Debbie Raynham giggled and he winked at her.

‘I don’t need
validation
,’ said Sabrina furiously, catching the wink. If there was one thing she couldn’t stand it was being the butt of other people’s jokes. ‘Maybe if you played your goddamn part, I’d be able to play mine. Heathcliff’s supposed to be smouldering with desire and distraught with insatiable need. He’s grief-stricken. He wants to fuck Cathy’s ghost, OK, so we can assume he’s got it pretty fucking bad. But all I see is a whiny little boy in a gay shirt getting pissy because he hasn’t gotten laid in the last five minutes.’

‘ENOUGH!’ Dorian’s voice boomed around the room, echoing off the stone walls like a ricocheting gunshot. ‘Enough. Both of you take fifteen minutes, get some water, cool down. We roll again at five. And if necessary at six, seven, eight, two in the fucking morning. We roll until I see some passion.’

 

 

Chrissie poured the dregs of the béchamel sauce over the squares of fresh pasta, dipping her finger into the empty saucepan and licking it.
Delicious.
There was something intrinsically erotic about cooking, she decided. The enticing smells and textures; the primitive feel of a waxy onion against one’s palms; the warm, creamy comfort of the sauces, rich and forbidden. She laughed at herself.
I’ve got sex on the brain
, she thought, pre-heating the oven and wiping her hands against the cook’s apron.

The kitchen at the Schloss was a vast room built to prepare meals for a village, not for rustling up a romantic supper for two. In addition to the twenty-foot oak table running down the centre of the flagstone floor, there were numerous sideboards, two six-door cast-iron ovens that looked as though they belonged in a factory, and a ceiling punctuated with sinister four-inch metal hooks, designed presumably for hanging meat, but which would have been equally appropriate props for a bondage movie. But, despite the room’s size and raw, functional décor, or perhaps because of it, it made the perfect setting for the night of seduction that Chrissie had planned. It was still light outside at the moment, but when the sun set and she lit the candles she’d scattered along the deep window ledges, the soft orange glow would transform the space, giving it a mellow, almost ecclesiastical feel. She and Dorian would eat, and laugh, and drink too much of the Châteauneuf-du-Pape ’59 she’d brought up from the cellar. Then she would lie back on the table while he made love to her, too excited to wait until they got upstairs.

I’m getting carried away.
Tearing off a few bay leaves from the sprig on the sideboard, she began chopping them up for a garnish.

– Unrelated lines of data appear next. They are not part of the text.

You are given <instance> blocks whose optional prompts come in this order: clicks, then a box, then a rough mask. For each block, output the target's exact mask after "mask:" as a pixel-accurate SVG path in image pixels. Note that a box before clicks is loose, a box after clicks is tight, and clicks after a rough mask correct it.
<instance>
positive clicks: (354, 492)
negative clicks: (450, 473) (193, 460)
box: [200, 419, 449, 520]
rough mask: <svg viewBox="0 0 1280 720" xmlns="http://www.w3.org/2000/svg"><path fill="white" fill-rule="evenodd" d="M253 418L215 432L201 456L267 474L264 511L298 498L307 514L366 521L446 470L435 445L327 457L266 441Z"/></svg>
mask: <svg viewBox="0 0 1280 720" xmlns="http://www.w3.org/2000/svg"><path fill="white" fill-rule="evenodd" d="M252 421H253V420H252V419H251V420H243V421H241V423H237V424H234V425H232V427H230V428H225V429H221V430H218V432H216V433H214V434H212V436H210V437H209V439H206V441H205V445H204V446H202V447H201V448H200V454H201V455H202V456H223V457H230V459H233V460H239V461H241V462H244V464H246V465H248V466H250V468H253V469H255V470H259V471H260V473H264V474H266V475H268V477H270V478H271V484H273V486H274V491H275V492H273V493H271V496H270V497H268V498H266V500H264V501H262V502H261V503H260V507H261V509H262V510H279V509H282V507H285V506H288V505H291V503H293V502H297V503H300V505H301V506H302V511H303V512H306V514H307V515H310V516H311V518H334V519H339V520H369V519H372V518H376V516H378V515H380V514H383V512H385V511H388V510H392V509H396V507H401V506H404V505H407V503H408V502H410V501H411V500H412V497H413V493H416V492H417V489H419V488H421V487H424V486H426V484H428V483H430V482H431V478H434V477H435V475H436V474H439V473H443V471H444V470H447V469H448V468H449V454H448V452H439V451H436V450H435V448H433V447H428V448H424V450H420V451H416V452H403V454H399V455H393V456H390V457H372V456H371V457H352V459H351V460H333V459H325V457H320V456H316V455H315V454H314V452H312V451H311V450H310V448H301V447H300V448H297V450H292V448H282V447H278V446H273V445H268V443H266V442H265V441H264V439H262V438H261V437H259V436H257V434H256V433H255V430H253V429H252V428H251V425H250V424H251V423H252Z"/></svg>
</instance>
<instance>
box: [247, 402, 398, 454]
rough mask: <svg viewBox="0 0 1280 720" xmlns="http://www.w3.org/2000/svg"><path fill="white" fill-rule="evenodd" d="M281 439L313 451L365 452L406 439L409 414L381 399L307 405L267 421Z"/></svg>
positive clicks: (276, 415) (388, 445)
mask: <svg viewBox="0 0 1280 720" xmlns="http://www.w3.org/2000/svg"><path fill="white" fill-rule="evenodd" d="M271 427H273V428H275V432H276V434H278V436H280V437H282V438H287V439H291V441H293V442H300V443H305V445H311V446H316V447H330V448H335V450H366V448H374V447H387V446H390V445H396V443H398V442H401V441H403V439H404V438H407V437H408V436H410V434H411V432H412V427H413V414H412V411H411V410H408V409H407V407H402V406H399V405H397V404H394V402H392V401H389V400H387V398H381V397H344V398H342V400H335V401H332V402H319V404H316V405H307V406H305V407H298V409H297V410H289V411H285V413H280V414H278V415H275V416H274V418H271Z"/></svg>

It was so long since she’d even had to boil an egg for herself, Chrissie was gratified to discover her culinary skills had not deserted her. Particularly since moving to Romania, where labour was so cheap and a large estate like the Rasmirezes’ was expected to provide ample local employment, she’d lost touch almost entirely with the everyday tasks of normal life, and had forgotten how enjoyable they could be. Her lasagna was a thing of beauty, if she did say so herself, with or without the bay leaves.

Carefully pushing the dish forwards into the dark centre of the oven, she set the timer and closed the door with a satisfying thud. If the way to a man’s heart was through his stomach, she and Dorian should be in hearts-and-flowers-ville in forty minutes exactly. But just in case it wasn’t, Chrissie had double-bagged the situation this morning by unearthing a cheap, horrendously slutty French maid’s outfit in a box at the back of one of her dressing rooms.
How incredible that I kept it!
She remembered buying it donkey’s years ago at a costume store in Westwood for Halloween. She used to wear it occasionally in her UCLA days, whenever she wanted to drive Dorian even wilder with desire than usual. If they were going to do a trip down memory lane, they might as well take the scenic route. Slipping it on, she was delighted to discover that it not only still fitted, but made her legs look endless and pushed up her small breasts till they could have passed for a C-cup.
I’m in better shape now than I was in my twenties
, she thought smugly.
I can’t wait to see Dorian’s face when he sees me in it.